May. 23, 2014 | 0 Comments
CRAIG T. KOJIMA / CKOJIMA@STARADVERTISER.COMA TOURIST TRIES OUT THE NEW WIND TUNNEL ATTRACTION AT THE GROOVE IN KAKAAKO ON TUESDAY.

CRAIG T. KOJIMA / CKOJIMA@STARADVERTISER.COM

A TOURIST TRIES OUT THE NEW WIND TUNNEL ATTRACTION AT THE GROOVE IN KAKAAKO ON TUESDAY. WIND SPEEDS IN THE MACHINE REACH UP TO 140 MILES PER HOUR.

BY STEVEN MARK / smark@staradvertiser.com

Send your spirits soaring — along with your arms, legs, head and entire body — at The Groove Hawaii.

The family entertainment center in Kakaako is opening a vertical wind tunnel that allows you to hover in midair, supported only by wind blowing at about 140 mph.

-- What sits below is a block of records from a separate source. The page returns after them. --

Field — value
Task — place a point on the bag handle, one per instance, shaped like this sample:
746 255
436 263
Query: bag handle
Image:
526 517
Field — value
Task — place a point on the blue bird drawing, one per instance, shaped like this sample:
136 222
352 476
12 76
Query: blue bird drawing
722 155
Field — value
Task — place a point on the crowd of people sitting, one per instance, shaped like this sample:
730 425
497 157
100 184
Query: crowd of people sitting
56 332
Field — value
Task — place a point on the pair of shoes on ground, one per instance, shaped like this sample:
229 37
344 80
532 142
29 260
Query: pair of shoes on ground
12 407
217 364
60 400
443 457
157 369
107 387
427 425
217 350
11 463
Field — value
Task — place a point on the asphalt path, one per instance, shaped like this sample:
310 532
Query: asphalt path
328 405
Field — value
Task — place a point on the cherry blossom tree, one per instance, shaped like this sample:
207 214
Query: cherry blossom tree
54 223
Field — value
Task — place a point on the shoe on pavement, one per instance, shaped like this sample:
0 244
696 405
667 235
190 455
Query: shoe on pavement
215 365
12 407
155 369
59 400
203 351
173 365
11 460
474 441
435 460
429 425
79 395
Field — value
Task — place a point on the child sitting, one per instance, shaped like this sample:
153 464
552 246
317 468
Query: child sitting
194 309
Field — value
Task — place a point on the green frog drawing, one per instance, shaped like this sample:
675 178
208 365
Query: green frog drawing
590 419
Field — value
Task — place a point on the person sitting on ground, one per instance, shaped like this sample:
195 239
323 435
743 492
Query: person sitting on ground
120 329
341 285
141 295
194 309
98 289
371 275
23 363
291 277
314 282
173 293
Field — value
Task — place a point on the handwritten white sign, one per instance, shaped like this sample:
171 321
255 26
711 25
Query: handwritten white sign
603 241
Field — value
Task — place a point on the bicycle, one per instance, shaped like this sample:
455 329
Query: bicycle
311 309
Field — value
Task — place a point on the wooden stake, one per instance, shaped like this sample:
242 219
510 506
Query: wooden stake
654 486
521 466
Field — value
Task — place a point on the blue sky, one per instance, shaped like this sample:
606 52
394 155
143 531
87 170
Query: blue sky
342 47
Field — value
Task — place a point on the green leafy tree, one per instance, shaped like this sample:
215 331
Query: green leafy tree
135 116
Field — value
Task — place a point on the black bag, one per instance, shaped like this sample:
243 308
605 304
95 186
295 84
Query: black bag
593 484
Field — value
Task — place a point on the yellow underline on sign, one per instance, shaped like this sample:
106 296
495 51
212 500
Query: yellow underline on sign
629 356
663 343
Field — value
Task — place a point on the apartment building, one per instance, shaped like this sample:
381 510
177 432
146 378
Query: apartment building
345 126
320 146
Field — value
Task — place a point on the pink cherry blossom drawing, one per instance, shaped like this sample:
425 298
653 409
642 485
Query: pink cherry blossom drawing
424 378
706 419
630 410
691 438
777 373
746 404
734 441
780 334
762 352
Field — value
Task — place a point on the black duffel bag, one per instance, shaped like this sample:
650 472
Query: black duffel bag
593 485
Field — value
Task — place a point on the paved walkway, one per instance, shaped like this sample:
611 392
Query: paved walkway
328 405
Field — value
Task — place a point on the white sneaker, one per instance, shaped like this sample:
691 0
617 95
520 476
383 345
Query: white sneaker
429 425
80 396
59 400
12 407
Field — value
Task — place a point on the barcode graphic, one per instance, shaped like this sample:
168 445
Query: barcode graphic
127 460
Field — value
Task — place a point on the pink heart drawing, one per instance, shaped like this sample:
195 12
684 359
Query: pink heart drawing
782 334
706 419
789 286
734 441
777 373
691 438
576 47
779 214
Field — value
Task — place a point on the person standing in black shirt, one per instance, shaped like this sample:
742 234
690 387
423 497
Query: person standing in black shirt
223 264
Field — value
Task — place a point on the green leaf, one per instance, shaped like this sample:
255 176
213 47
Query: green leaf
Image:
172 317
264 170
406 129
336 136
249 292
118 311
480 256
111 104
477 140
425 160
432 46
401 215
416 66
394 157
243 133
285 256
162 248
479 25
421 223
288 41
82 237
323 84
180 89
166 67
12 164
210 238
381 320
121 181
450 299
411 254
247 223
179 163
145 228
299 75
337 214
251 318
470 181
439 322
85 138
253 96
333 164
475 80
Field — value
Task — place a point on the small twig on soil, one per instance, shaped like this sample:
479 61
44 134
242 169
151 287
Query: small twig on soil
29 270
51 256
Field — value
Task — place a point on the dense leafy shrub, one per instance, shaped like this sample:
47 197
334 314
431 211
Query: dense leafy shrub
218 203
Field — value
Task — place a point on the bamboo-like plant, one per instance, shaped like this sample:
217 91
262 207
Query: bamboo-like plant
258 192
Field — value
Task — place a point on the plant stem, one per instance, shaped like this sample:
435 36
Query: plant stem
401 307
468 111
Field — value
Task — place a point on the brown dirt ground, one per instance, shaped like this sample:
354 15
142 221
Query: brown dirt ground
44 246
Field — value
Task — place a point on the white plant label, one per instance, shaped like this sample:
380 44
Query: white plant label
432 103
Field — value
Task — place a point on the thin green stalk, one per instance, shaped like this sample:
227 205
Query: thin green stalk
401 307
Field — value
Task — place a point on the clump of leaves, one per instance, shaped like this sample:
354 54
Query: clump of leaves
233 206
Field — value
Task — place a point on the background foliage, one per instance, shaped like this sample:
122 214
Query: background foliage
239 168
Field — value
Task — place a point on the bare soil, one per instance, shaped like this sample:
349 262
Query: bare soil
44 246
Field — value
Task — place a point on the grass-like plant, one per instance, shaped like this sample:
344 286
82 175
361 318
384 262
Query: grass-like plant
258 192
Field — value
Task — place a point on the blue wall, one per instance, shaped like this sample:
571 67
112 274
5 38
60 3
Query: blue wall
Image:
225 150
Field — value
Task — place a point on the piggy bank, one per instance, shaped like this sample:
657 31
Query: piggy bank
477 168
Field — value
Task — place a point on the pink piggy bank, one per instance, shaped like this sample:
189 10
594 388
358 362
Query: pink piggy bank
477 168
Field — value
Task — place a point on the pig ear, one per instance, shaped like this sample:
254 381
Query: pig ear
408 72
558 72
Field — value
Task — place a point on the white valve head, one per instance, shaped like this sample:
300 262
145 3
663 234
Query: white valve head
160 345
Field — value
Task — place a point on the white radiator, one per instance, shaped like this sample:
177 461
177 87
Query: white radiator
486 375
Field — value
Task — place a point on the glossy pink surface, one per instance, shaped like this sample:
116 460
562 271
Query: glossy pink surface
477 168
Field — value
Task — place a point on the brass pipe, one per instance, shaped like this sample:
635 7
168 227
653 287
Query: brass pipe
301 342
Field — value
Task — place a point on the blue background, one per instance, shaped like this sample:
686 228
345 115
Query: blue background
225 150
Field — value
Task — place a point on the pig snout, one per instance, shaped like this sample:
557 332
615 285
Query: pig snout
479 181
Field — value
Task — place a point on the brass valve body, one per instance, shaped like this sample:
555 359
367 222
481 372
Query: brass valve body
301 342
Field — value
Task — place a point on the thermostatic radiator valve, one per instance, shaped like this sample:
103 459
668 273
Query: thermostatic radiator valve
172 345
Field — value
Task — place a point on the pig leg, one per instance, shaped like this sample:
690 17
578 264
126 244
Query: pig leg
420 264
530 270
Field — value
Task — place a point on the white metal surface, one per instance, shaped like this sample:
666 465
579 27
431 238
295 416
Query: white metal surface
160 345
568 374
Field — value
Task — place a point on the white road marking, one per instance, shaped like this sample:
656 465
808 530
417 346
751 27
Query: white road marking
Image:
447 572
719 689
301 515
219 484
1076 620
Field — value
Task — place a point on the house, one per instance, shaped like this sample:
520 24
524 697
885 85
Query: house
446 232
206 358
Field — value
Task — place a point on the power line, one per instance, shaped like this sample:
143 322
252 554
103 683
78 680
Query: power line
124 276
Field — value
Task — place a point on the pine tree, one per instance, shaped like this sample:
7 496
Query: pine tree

Local media got a chance to try it out Tuesday, and it left all of us feeling exhilarated, if not a bit relieved when we touched solid ground again.

THE AUTHOR TRYING OUT THE NEW WIND TUNNEL ATTRACTION AT THE GROOVE IN KAKAAKO ON TUESDAY.

THE AUTHOR TRYING OUT THE NEW WIND TUNNEL ATTRACTION AT THE GROOVE IN KAKAAKO ON TUESDAY.

Instructor John Suiter gave a 15-minute introduction to the experience, showing us how to get into the proper flying position — arms spread, hands slightly above head level, legs spread with knees slightly bent, head up and hips out. He also showed us the hand signals he would use to tell us how to keep under control while in the wind tunnel. It’s too loud in there for voice commands.

Then we donned flight suits, helmets and goggles, for a one-minute flight. That seems short, but it’s typical for the freefall part of an introductory skydive. What’s more important, it provided plenty of thrills.

With Suiter and another instructor’s help, the experience turned out to be about as easy as falling off a surfboard. When the fan revs up, you get into position and fall forward. The instructors lift your legs, easing you into flight position, and with a few gentle pulls and pushes, keep you centered inside the wind tunnel.

With your cheeks blubbering in the wind, the trick is to get into a balanced position, the wind blowing evenly across your body, and you can float in midair. A slight movement with an arm or leg changes the airflow, however, and could send you flying toward the wall. The instructors are there to prevent a collision.

Suiter and a colleague also gave a demonstration of some advanced maneuvers, doing flips and spins and sitting in midair. All of these moves can be learned in the wind tunnel. It’s just a matter of learning to manipulate the airflow with your body.

The wind tunnel opens to the general public on May 23. Cost is $66.50 for two minutes of flying (flights are in one-minute intervals), $94.50 for four minutes of flight, with discounts available for groups and experienced flyers.